Kejutan demi kejutan kita saksikan dalam perkembangan proses naturalisasi hubungan Arab dengan Israel.
Beberapa waktu lalu, PM. Israel, Benjamin Netanyahu berkunjung ke Muscat dan disambut oleh Sultan Qaboos; Menteri Kebudayaan Israel, Miri Regev berkunjung ke Emirates dan jalan-jalan di dalam masjid Sheikh Zayed di Abu Dhabi.
Perlu disebutkan bahwa sheikh Zayid rahimahullah pernah melakukan tindakan heroik dengan menyetop ekspor minyak sebagai bentuk solidaritasnya terhadap para pejuang dalam perang Arab- Israel 1973, dan mengatakan, “Darah lebih mahal dari minyak!”.
Pada saat yang sama juga, lagu kebangsaan Israel pun dinyanyikan di Doha bersama dengan datangnya delegasi olah raga Israel dalam pekan olah raga.
Setelah itu semua, kemarin, Menteri Perhubungan Israel, Israel Katz kembali memberikan kejutan di depan para peserta Kongres Transportasi Internasional di Muscat.

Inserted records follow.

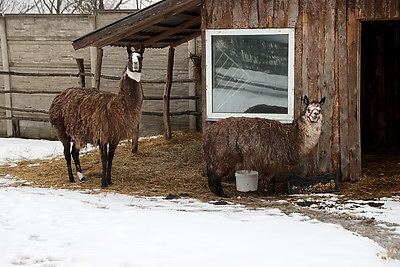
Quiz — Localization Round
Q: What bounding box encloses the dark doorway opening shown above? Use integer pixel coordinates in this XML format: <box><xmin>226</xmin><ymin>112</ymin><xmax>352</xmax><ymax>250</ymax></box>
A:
<box><xmin>360</xmin><ymin>20</ymin><xmax>400</xmax><ymax>154</ymax></box>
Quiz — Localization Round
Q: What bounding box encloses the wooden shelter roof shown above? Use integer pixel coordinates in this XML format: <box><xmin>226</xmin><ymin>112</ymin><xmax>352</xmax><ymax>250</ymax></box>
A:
<box><xmin>72</xmin><ymin>0</ymin><xmax>202</xmax><ymax>50</ymax></box>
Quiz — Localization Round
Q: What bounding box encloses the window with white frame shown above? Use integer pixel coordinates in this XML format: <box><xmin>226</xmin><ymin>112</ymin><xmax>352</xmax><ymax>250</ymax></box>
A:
<box><xmin>206</xmin><ymin>28</ymin><xmax>294</xmax><ymax>123</ymax></box>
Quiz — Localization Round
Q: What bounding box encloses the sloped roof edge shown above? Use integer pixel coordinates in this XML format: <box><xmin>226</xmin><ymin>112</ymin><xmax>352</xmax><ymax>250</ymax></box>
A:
<box><xmin>72</xmin><ymin>0</ymin><xmax>202</xmax><ymax>50</ymax></box>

Katz mempromosikan proyek yang disebut dengan “Tracks for Regional Peace”, yaitu proyek pembangunan jalur kereta api yang menghubungkan Haifa, Israel dengan Yordania dan Arab Saudi, dan seterusnya ke negara-negara Teluk.
Menariknya, peluncuran proyek “Peace Train” ini bersamaan dengan penerapan paket kedua sanksi ekonomi atas Iran, dan AS mendukung proyek “Tracks for Regional Peace” karena menurut AS proyek tersebut akan sangat penting bagi negara-negara Teluk untuk mengimbangi hegemoni Iran yang semakin kuat dan semakin mengancam stabilitas di Kawasan, utamanya Teluk.
Di tengah lemah dan terpecah-pecahnya negara Arab, yang besar-besar seperti Suriah, Irak dan Mesir semua sedang sakit, dimanfaatkan oleh Israel untuk mencapai tujuannya, yaitu aksesi ke sumber migas di Teluk dan kembali ke tanah nenak moyangnya Khaibar.
Bukan sebuah kebetulan kalau proyek jalur kereta api itu menghubungkan ibukota negara-negara calon anggota NATO Sunni yang akan dipimpin oleh Israel.
Menurut Katz, negara Teluk melalui Israel akan terhubungkan langsung ke laut Tengah, laut Mediterania, makanya jalur ini sangat penting bagi negara Teluk.
Tidak jelas juga apa pentingnya bagi negara-negara Teluk untuk terhubung ke laut Mediterania, padahal mereka memiliki Laut Arab, Laut Merah, Teluk Arab/Persia, dan Teluk Aqabah.
Kalau memang sangat perlu terhubung ke laut Mediterania, kenapa harus lewat Haifa? Kenapa tidak lewat Beirut? Lattakia? ataupun Banias?
Yordania, sangat disayangkan akan menjadi Kuda Troy dalam proyek ini apabila benar-beanr dilaksanakan, disamping keterlibatannya dalam 2 mega proyek lainnya, yaitu: Dia terlibat dalam dua proyek lainnya, yang pertama adalah Terusan Dua Laut yang menghubungkan Laut Merah dengan Laut Mati dan Laut Mediterania; dan Perjanjian Gas Israel senilai 15 miliar dolar selama 15 tahun. Terusan Dua Laut yang menghubungkan Laut Merah dengan Laut Mati dan Laut Mediterania akan menutup peran Terusan Suez yang selama ini menghubungkan Asia dengan Eropa.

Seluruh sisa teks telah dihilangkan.